David — this is for you. Eight questions about the syllabus as it currently stands. The point is not to score yourself well; it is to surface which corners of the course are still being defended against AI rather than re-built around the surplus. Answer honestly and the diagnosis at the bottom will tell you, plainly, which of the five assignments above is the highest-leverage one to add first.
The closing exercise of Asking Better Questions Session 01 asks every participant to leave with one reframed question — the assumption version of something they have been avoiding. This is yours. The information question is what does my AI policy say. The meaning question is what is my course actually for now. The assumption question is below. Write a draft of it here. We'll talk through it before the first class.
— Paul & Jesse
"Let me show you a Nike commercial from 2019 — LeBron James, Serena Williams, Alicia Keys, callbacks to Sam Cooke, shot in black and white on the streets of Chicago. And all of a sudden they're like, oh wow, yeah, I am totally swept up in this. I cannot resist the pleasure of this text — even if I'm well aware that Nike has a history of using child laborers to sew together their soccer balls in Indonesia."David Markus, in the interview, on the Scholes power-pleasure matrix in action
This is the moment to hold onto. It is the entire course distilled into one classroom anecdote: a student knows the ideological situation, watches the artifact, gets swept up anyway, and only then has the framework to name what is happening to them.
The proposal in this paper is that the next artifact in that pedagogical sequence is no longer a Nike commercial. It is the AI essay. The student is already getting swept up in it. They are already producing it. They have not yet been given the framework to name what is happening to them when they do.
That is the framework. That is the course.

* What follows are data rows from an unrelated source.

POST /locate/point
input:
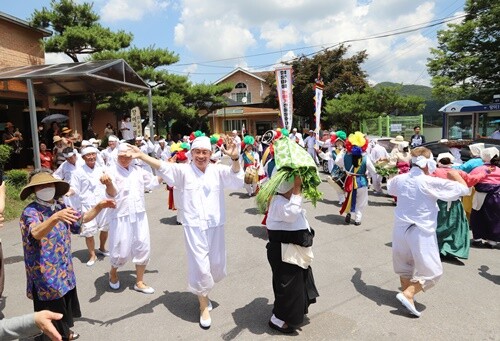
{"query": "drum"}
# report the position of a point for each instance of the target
(251, 175)
(339, 177)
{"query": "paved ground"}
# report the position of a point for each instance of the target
(352, 268)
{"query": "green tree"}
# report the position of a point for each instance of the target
(466, 63)
(340, 74)
(349, 110)
(173, 97)
(77, 30)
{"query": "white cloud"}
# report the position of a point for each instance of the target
(57, 58)
(214, 30)
(115, 10)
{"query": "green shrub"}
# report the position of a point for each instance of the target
(13, 205)
(5, 151)
(17, 178)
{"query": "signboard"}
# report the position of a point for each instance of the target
(135, 119)
(396, 127)
(285, 95)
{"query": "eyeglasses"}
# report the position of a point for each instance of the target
(203, 152)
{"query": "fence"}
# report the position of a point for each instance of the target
(392, 125)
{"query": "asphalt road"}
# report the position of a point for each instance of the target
(352, 269)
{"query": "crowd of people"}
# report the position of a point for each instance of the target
(102, 192)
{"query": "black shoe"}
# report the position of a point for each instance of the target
(348, 218)
(287, 330)
(477, 243)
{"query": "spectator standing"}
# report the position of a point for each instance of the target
(14, 139)
(416, 139)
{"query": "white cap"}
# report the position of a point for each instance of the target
(201, 142)
(488, 153)
(123, 148)
(445, 155)
(89, 150)
(68, 155)
(476, 148)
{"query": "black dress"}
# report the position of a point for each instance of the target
(293, 286)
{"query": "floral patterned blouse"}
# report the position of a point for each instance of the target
(48, 262)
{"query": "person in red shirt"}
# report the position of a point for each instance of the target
(46, 157)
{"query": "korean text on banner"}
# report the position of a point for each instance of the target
(135, 118)
(318, 97)
(285, 96)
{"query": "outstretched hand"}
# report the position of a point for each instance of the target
(68, 215)
(231, 149)
(133, 152)
(107, 203)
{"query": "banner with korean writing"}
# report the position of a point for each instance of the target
(135, 118)
(318, 97)
(285, 95)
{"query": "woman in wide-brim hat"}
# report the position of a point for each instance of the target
(46, 227)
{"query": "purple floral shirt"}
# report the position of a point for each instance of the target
(48, 262)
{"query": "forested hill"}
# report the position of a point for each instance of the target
(432, 106)
(415, 90)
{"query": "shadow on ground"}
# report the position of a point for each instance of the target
(258, 232)
(381, 296)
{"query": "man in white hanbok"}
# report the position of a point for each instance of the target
(203, 185)
(129, 227)
(109, 154)
(415, 252)
(89, 184)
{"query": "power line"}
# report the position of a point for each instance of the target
(385, 34)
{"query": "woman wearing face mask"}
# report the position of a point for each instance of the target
(46, 227)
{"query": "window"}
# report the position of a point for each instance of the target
(230, 125)
(239, 97)
(241, 94)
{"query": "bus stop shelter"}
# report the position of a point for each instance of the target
(103, 76)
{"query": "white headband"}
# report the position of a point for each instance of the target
(88, 150)
(421, 161)
(201, 142)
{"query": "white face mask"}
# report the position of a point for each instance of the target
(46, 194)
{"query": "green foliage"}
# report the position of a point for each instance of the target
(350, 109)
(14, 206)
(341, 75)
(77, 30)
(5, 151)
(465, 65)
(17, 178)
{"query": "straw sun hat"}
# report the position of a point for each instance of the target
(43, 179)
(398, 140)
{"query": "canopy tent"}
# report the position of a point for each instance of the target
(104, 76)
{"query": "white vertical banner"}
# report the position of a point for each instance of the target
(135, 119)
(318, 97)
(285, 95)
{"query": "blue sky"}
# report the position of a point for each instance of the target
(212, 37)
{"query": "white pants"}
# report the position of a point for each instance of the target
(313, 154)
(99, 223)
(206, 254)
(129, 240)
(361, 202)
(377, 182)
(415, 255)
(251, 188)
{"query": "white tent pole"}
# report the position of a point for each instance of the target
(34, 124)
(150, 114)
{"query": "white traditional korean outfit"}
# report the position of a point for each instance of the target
(203, 218)
(129, 227)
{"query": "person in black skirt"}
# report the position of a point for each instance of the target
(293, 282)
(46, 227)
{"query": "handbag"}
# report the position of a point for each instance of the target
(297, 255)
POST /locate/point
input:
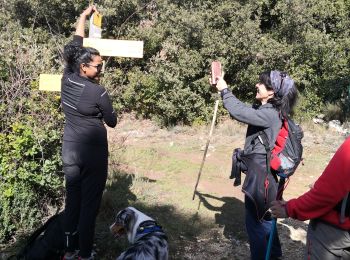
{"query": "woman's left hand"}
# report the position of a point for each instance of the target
(278, 209)
(220, 83)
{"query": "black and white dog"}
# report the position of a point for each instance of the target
(148, 240)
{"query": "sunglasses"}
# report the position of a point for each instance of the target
(98, 67)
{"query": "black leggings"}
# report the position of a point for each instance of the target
(85, 169)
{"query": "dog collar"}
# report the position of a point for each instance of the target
(148, 229)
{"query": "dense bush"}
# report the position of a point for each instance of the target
(31, 126)
(308, 39)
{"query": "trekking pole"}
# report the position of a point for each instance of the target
(206, 146)
(274, 220)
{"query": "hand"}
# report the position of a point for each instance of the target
(88, 11)
(278, 209)
(220, 83)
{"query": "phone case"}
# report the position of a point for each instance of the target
(215, 71)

At the end of the interview, asked one more time what the class is actually for, David arrived at the sentence that does what the eighty-thousand-dollar-a-year question was trying to get at. It is the sentence to put at the top of the syllabus. It is the sentence to put at the top of the rubric. It is the sentence every assignment in this paper is in service of.
David went back to the sentence and added two things that change everything. First, peer-to-peer dialogue — the room itself is now named as a graded activity, not a venue for it. Second, the verbal and written expression of the singular manner in which each of you engage. Singular is the word doing the work. He did not say "your expression of the engagement"; he said the singular manner, which is the fingerprint stated as a course objective. Together the two revisions move the rubric into the room and explicitly into the body of each student. They also reject, in their grammar, the kind of enforcement mechanism his colleagues have started using — oral exams to verify that a writer is the author of their own thinking. David is naming that he doesn't want that. He wants the singularity to be expressed both ways, verbally and in writing, because the course is teaching them to do both — not building a tribunal to catch them when one fails.
This is now the sentence at the top of the syllabus. The rubric measures four things: close reading, critical thinking, peer-to-peer dialogue, and the singular expression — verbal and written — of how the student does the first three. Every assignment in Section V can be checked against this rubric. Each one preserves at least three of the four.